如果锁保护的代码段，如更新一个数据结构很慢则可以使用 mutex 锁。当线程 block 时会将控制权交给操作系统，这样当等锁的线程睡眠时，可以让出 CPU 让其他的线程得到调度。这个过程包含上下文的切换，是一个很慢的过程。因此如果持锁的时间比较短时，使用 mutex 锁将会不够快。

Spinlock 锁

不同于切换上下文，spinlock将会空转，不断的检查锁是否已经被释放。该循环过程很快，所以（解锁–重新获取锁）这一过程很快。
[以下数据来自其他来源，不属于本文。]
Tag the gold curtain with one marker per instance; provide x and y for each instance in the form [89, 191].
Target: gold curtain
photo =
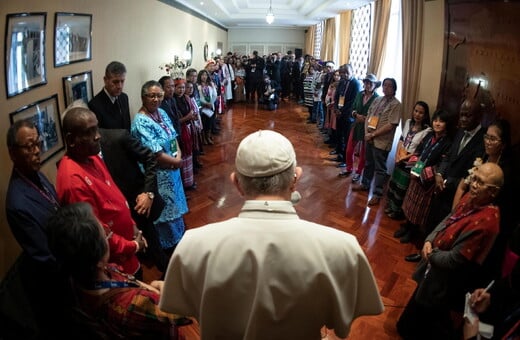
[328, 41]
[412, 14]
[381, 19]
[345, 21]
[309, 40]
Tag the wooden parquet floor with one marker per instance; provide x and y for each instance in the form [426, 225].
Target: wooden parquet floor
[327, 199]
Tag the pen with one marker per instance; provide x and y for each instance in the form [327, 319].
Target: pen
[488, 286]
[484, 291]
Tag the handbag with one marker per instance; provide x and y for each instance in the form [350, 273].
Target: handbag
[433, 287]
[417, 168]
[427, 175]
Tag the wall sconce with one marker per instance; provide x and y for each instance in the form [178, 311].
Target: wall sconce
[175, 68]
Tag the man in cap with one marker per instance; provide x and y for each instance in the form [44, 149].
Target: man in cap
[267, 274]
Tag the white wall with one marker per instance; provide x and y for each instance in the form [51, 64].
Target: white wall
[433, 51]
[265, 40]
[142, 34]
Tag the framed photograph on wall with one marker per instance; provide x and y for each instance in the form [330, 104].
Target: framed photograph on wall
[24, 52]
[77, 86]
[45, 115]
[72, 38]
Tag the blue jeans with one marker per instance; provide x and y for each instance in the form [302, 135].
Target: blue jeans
[375, 166]
[317, 113]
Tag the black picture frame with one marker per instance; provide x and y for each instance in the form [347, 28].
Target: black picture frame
[24, 52]
[72, 38]
[46, 117]
[77, 86]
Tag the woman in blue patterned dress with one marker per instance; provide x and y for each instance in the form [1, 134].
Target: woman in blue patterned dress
[155, 130]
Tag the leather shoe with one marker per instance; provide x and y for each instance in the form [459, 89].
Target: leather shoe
[406, 238]
[413, 258]
[344, 174]
[398, 216]
[359, 187]
[400, 232]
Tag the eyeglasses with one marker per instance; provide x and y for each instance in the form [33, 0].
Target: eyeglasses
[478, 182]
[31, 147]
[491, 139]
[154, 95]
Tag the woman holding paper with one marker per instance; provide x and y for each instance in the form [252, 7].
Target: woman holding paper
[154, 129]
[414, 131]
[428, 154]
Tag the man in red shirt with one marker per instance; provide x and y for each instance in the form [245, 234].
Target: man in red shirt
[83, 177]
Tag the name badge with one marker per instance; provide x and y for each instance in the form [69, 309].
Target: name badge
[372, 122]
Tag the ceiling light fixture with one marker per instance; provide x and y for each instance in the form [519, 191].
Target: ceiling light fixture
[270, 15]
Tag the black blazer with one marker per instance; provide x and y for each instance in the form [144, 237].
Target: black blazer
[350, 88]
[122, 154]
[111, 115]
[456, 165]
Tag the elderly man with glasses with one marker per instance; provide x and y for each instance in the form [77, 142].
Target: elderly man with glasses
[27, 292]
[452, 258]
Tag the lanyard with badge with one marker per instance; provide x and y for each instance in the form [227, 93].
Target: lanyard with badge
[173, 142]
[417, 169]
[373, 120]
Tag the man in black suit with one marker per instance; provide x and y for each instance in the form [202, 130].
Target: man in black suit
[111, 104]
[122, 154]
[468, 144]
[346, 92]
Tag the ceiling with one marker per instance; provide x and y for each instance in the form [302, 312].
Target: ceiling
[287, 13]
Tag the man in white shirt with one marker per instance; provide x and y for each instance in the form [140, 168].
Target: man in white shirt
[267, 274]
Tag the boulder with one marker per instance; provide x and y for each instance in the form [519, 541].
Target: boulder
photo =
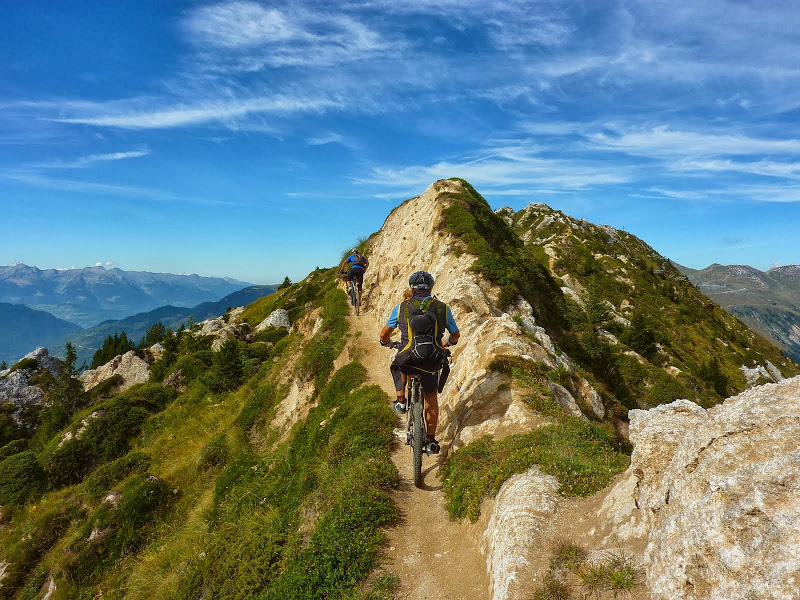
[716, 496]
[15, 388]
[129, 366]
[226, 327]
[278, 318]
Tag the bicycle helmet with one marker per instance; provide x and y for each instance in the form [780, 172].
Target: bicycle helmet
[421, 280]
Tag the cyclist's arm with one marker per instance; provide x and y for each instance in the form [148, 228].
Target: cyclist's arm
[386, 333]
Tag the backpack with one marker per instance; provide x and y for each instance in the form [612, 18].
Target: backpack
[359, 260]
[423, 322]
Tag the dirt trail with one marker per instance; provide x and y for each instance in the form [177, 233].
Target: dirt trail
[434, 558]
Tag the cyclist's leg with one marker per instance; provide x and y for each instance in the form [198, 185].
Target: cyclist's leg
[400, 379]
[359, 277]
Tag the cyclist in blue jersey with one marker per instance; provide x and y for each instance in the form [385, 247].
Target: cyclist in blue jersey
[435, 317]
[357, 264]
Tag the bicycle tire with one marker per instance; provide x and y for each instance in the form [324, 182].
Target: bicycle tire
[419, 432]
[354, 296]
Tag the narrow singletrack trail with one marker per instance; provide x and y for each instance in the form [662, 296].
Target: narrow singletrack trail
[433, 557]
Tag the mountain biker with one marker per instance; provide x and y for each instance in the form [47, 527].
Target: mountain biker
[420, 284]
[358, 264]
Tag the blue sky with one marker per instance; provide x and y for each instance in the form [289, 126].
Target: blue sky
[260, 139]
然而，空转的过程不会完成任何有效的工作，所以当等锁的时间变得可观时，将没有 mutex 锁能更有效的利用 CPU。
在我们描述 spinlock 锁之前，我们需要一组原子操作，幸运的是，gcc 以内置函数的方式提供了其中的一些。

#define atomic_xadd(P, V) __sync_fetch_and_add((P), (V))              /* 返回 P 值，执行后 P += V */    
#define cmpxchg(P, O, N) __sync_val_compare_and_swap((P), (O), (N))   /* 比较指针与旧值，相等用新值替换 */    
#define atomic_inc(P) __sync_add_and_fetch((P), 1)                    /* P += 1，返回 P 值 */    
#define atomic_dec(P) __sync_add_and_fetch((P), -1)                   /* P -= 1，返回 P 值 */    
#define atomic_add(P, V) __sync_add_and_fetch((P), (V))               /* P += V，返回 P 值 */    
#define atomic_set_bit(P, V) __sync_or_and_fetch((P), 1<<(V))         /* 置某位为 1 */    
#define atomic_clear_bit(P, V) __sync_and_and_fetch((P), ~(1<<(V)))   /* 将某位清零 */

其他的一些我们需要自己实现：

/* 设置内存屏障，将当前CPU缓存的值全部写入内存 */    
#define barrier() asm volatile("": : :"memory")  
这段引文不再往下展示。